This is the 3rd blog in a series about security and how security is about how you think.
Now, that I’ve written down how to secure my house, I need to make sure that I’m doing this right. Let’s say that I know a guy named Pete (for crypto fans, he does also know Alice and Bob). Pete works for a home security company and does this type of validation for a living. He said he’d come over and take a look around my house on Saturday to see if anyone could break in and to make sure that my house is truly secure.
Pete arrived mid-morning, and started to look at my house. He walked around the house a few times, even got up on the roof and looked in the chimney. Then, he asked to come inside – which took me by surprise for a second until I realized – total security compromises both external and internal security – how the house is on the inside also contributes to the overall security.
After about thirty minutes checking various things, he went back outside and grabbed his laptop and then started checking my home Wi-Fi network. He asked if he could get onto it for a second to check out its security. I typed in the password (rather than tell him), and he looked around. When he was done, I deleted the network from his computer and made sure that it was gone. He nodded in approval since he knew that I was thinking security.
We then sat down to talk about his report. He asked me how many people were in the house and how they each handled security. Did they turn off lights when they left the room? Did the lock the door when they left, if only for a second? What struck me here was that he was talking about our home’s security policy (see previous blog) and whether everyone used the same one as part of their lives.

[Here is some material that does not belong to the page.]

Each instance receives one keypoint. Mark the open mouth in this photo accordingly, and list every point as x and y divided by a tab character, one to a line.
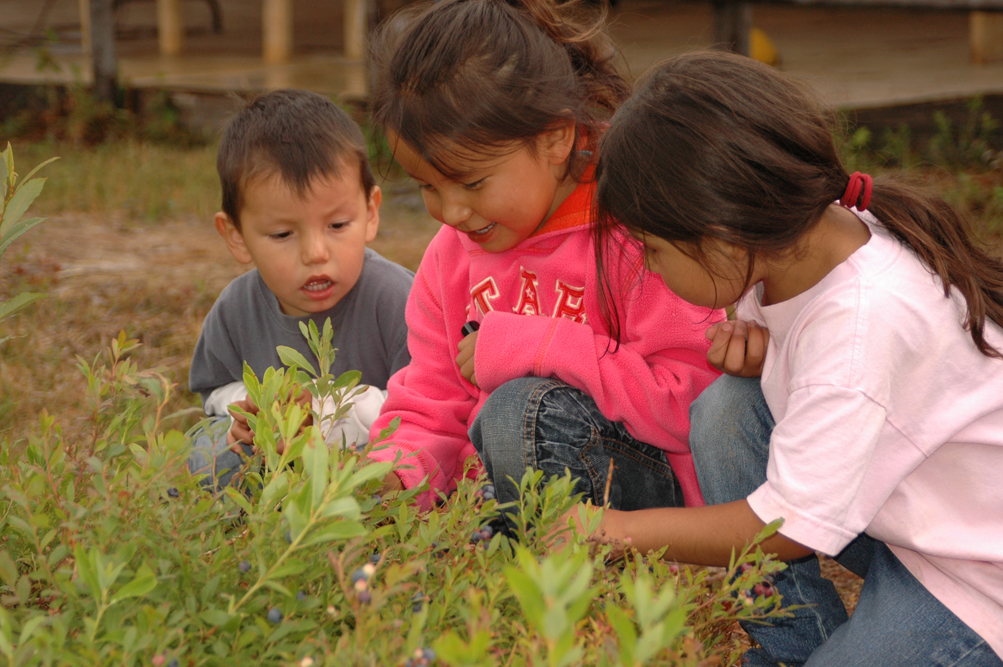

He next showed me his report (which was similar to a home inspection only thinking about security) which included about 1,000 checks – even the brand-new SANTACLAUS attack (Scan All Neighborhood Toys And Chimneys – Loot All Unsuspecting Suckers). He didn’t do all of the checks on his list – some were labelled “Businesses only” or “High Risk Environment”.
Pete really didn’t find much that was insecure. Everything about the house was secure at that time (all doors locked, all windows closed), but he wanted to make sure that everyone was doing the same things all of the time.
Pete told me about some of the issues that he had found at other homes:
Talking with Pete was very enlightening, since we were talking the same mindset, even though we deal with different areas (house security vs computer security). His checklist was a huge list of “what if” scenarios and “best practices” to enforce security. It’s also about how often this process is done. Just as Pete told me that I was secure when he was sitting in my living room, it was really performing Pete’s analysis multiple times (every day? When I change something in my house?). This way I ensure my house is secure.
In computers, this process is relatively easy to do against computer systems. Programs (called security scanners) exist which does this process against computers. They perform a “penetration test” (or “pen test” for short) against one or more computers. They can do an external or internal test or both (with credentials) to understand the security of a computer system or program. They constantly update themselves with the latest checks to make sure that they’re always dealing with up-to-date attacks and vulnerabilities. Programs like nessus and metasploit are available to help in this area. This testing can also be done by companies who do this analysis process for a living.
Penetration testing is all about knowledge and the “what if” security mindset. Pete knows a lot about home security because he keeps up to date about it. People in the security area and security scanner programs are constantly adapting to the new vulnerabilities that are found and attacks that happen. We can use these external assessments to become more secure, and help our security mindset.